Em seu livro “Neuroenology: How the Brain Creates the Taste of Wine”, Shepherd cunhou a expressão “neurogastronomia” para descrever como nossa mente constrói as distintas sensações de sabor. Ele defende que aquilo que conhecemos como “gosto”, não passa de uma ilusão produzida pelos nossos sentidos e emoções que traduzem nossa percepção daquilo que bebemos e comemos.

Neuroenology

Nas palavras de Shepherd para o jornal londrino Daily Mail, “O sabor não está no vinho. O sabor é criado pelo cérebro de quem o ingere num processo que implica o movimento do vinho através da boca e do ar infundido pelo álcool através do nariz, fazendo com que o cérebro formule o sabor.
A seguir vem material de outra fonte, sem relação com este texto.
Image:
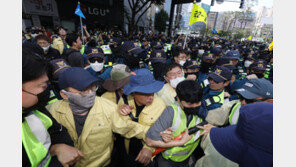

A parte mais importante desta ativação do cérebro está no momento em que expiramos o ar infundido com o aroma que cheiramos”. Assim como nosso cérebro constrói uma imagem das cores através de informações que os olhos retiram de como a luz atinge os objetos em volta. “As moléculas do vinho não têm sabor nem cheiro, mas quando estimulam os nossos cérebros, é criado o sabor da mesma forma que cria a cor”, concluiu ele.

Baseado nesses conceitos, o neurocientista acredita que o vinho é fortemente dependente das nossas memórias e emoções, sendo capaz de estimular nosso cérebro numa escala maior que ouvir música ou resolver uma equação matemática.